Middletown High School's fourth annual Ag Day on Friday gave one student an opportunity to provide the introduction to agriculture she wished she had received as a young girl.
Darion Gregg first developed a passion for agriculture when she was just a little girl.
“I grew up on what used to be an old farm, but we weren’t allowed to have animals there,” the Middletown High School senior recalled last week. “But we would find artifacts from the old farm laying around, and just that little taste made me want to learn everything I could.”
As lead organizer for the school’s fourth annual Ag Day, Gregg got a chance last week to help provide dozens of young children with the introduction to farming she wished she had received.

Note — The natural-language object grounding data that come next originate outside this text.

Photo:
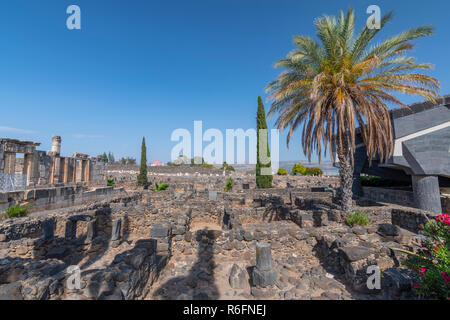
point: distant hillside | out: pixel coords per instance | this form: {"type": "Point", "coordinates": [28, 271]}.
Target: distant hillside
{"type": "Point", "coordinates": [326, 166]}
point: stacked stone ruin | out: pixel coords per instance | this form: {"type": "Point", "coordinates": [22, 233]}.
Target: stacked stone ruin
{"type": "Point", "coordinates": [192, 242]}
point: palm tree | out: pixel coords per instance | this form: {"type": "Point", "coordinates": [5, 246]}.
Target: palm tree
{"type": "Point", "coordinates": [333, 84]}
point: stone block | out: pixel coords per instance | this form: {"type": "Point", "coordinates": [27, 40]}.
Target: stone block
{"type": "Point", "coordinates": [116, 229]}
{"type": "Point", "coordinates": [238, 278]}
{"type": "Point", "coordinates": [47, 229]}
{"type": "Point", "coordinates": [160, 231]}
{"type": "Point", "coordinates": [263, 278]}
{"type": "Point", "coordinates": [263, 256]}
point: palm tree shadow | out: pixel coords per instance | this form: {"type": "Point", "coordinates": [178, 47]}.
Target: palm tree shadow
{"type": "Point", "coordinates": [199, 283]}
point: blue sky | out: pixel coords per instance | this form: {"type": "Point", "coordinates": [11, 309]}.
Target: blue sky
{"type": "Point", "coordinates": [145, 68]}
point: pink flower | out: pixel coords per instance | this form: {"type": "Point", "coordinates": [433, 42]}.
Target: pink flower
{"type": "Point", "coordinates": [444, 218]}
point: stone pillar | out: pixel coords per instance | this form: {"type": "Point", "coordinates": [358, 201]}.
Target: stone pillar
{"type": "Point", "coordinates": [115, 233]}
{"type": "Point", "coordinates": [70, 170]}
{"type": "Point", "coordinates": [78, 170]}
{"type": "Point", "coordinates": [87, 171]}
{"type": "Point", "coordinates": [426, 193]}
{"type": "Point", "coordinates": [83, 170]}
{"type": "Point", "coordinates": [47, 229]}
{"type": "Point", "coordinates": [56, 169]}
{"type": "Point", "coordinates": [2, 158]}
{"type": "Point", "coordinates": [356, 186]}
{"type": "Point", "coordinates": [263, 274]}
{"type": "Point", "coordinates": [71, 229]}
{"type": "Point", "coordinates": [32, 168]}
{"type": "Point", "coordinates": [65, 175]}
{"type": "Point", "coordinates": [10, 162]}
{"type": "Point", "coordinates": [91, 231]}
{"type": "Point", "coordinates": [56, 146]}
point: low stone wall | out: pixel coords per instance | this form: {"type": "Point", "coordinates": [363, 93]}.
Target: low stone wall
{"type": "Point", "coordinates": [410, 219]}
{"type": "Point", "coordinates": [55, 197]}
{"type": "Point", "coordinates": [13, 181]}
{"type": "Point", "coordinates": [445, 201]}
{"type": "Point", "coordinates": [400, 197]}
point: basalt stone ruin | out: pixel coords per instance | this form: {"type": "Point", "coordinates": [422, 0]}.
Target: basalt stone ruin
{"type": "Point", "coordinates": [196, 241]}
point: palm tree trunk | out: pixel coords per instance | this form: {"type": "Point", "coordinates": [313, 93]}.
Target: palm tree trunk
{"type": "Point", "coordinates": [346, 178]}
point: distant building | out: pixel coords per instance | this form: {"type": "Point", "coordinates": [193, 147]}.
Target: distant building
{"type": "Point", "coordinates": [156, 163]}
{"type": "Point", "coordinates": [421, 152]}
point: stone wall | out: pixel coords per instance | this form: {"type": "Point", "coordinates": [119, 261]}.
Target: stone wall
{"type": "Point", "coordinates": [13, 181]}
{"type": "Point", "coordinates": [400, 197]}
{"type": "Point", "coordinates": [55, 197]}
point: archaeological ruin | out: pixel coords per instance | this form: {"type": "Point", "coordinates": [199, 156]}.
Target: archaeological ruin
{"type": "Point", "coordinates": [195, 240]}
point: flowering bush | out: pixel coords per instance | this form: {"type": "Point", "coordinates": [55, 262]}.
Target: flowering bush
{"type": "Point", "coordinates": [432, 263]}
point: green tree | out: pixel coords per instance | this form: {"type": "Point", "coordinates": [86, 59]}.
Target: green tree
{"type": "Point", "coordinates": [142, 177]}
{"type": "Point", "coordinates": [262, 180]}
{"type": "Point", "coordinates": [343, 80]}
{"type": "Point", "coordinates": [298, 168]}
{"type": "Point", "coordinates": [111, 157]}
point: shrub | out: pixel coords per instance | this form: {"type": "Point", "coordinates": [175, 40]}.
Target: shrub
{"type": "Point", "coordinates": [229, 185]}
{"type": "Point", "coordinates": [161, 186]}
{"type": "Point", "coordinates": [230, 168]}
{"type": "Point", "coordinates": [313, 171]}
{"type": "Point", "coordinates": [299, 169]}
{"type": "Point", "coordinates": [17, 211]}
{"type": "Point", "coordinates": [375, 181]}
{"type": "Point", "coordinates": [357, 218]}
{"type": "Point", "coordinates": [432, 263]}
{"type": "Point", "coordinates": [110, 182]}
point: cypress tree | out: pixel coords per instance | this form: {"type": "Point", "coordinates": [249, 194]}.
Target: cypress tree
{"type": "Point", "coordinates": [142, 177]}
{"type": "Point", "coordinates": [262, 181]}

“The main goal was for them to see the animals up close and get them thinking about how so much they interact with on daily basis gets its start on farm,” she said. “I wanted it to be as fun as it is educational.”
About 85 kindergarteners from Clayton Elementary School spent Friday morning touring Middletown High’s extensive ag wing, where FFA members and other students provided them lessons on animal by-products, crops, aquaculture, veterinary care, forestry, greenhouses and other agriculture-related subjects.
“I learned about how goats need to stay healthy,” Clayton Elementary School kindergartener Julia Seward said visiting the veterinary station.
“I got to pet a baby cow,” kindergartener Kelly Sirrell said. “It was so cute.”
The students also got to watch as Middletown High senior Stanley Gaffrey gave kindergarten teacher Janine Nichols a lesson on how to milk a cow.
“My hope is they got an understanding for how important farming is to our future,” Nichols said afterward. “This trip also ties our lessons about community helpers in perfectly with helpers in their own community.”
Gregg, who organized the event as her senior project, said she hopes the visit sparks a lasting interest in the students, the same way her world opened when she first discovered Future Farmers of America.
“It was like I finally found what I was looking for and from there I’ve been taking as many ag classes as I can,” she said. “It was a good thing too, but I’d already picked up everything my mom and dad could teach me.”